Since all presumptions favor the superior court’s ruling and a reasonable court could have discredited Bolbol’s showing, we can find no abuse of discretion and must affirm the superior court’s order.
III. Disposition
The order is affirmed.
_______________________________
Mihara, J.
WE CONCUR:
_____________________________
Elia, Acting P. J.
_____________________________
Bamattre-Manoukian, J.
Feld v. Bolbol
H043368
[1] Subsequent statutory references are to the Code of Civil Procedure unless otherwise specified.
[2] In early January 2016, Feld filed a request to renew the restraining order for another three years. The court set a hearing on the renewal request for January 26, 2016. Bolbol opposed the renewal request on the ground that “[t]here has been a material change in facts.” Beginning on January 26, 2016, the superior court repeatedly continued the hearing on the renewal request and extended the WVRO, ultimately extending it to July 2016. In July 2016, the court renewed the WVRO and set the new expiration date as July 20, 2019.
Feld asserts that Bolbol’s appeal is moot because of the 2016 renewal. Not so. Had the injunction been dissolved, it could not have been renewed. If we agreed with Bolbol that the superior court abused its discretion in denying her motion and directed the court to grant her motion, the renewal of the injunction would thereby be invalidated.

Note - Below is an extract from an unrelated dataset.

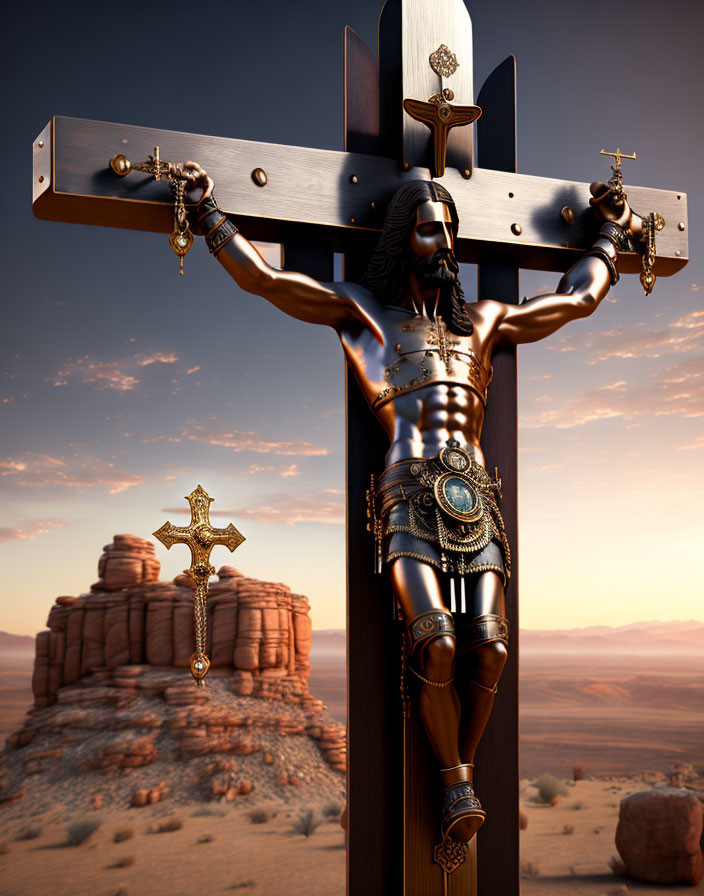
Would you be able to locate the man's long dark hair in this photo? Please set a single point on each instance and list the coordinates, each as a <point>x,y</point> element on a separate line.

[3] In her opening appellate brief, Bolbol did not contend that the superior court erred in denying her alternative motion for a new trial. In her reply brief, she asserts that the superior court erred in denying her alternative motion for a new trial. We do not consider issues raised for the first time in a reply brief. (Reichardt v. Hoffman (1997) 52 Cal.App.4th 754, 764-765.) Hence, we decline to consider Bolbol’s argument that the superior court erred in denying her alternative motion for a new trial.
[4] The name is blacked out on the copy of the report submitted by Bolbol. It is not clear who made the redaction.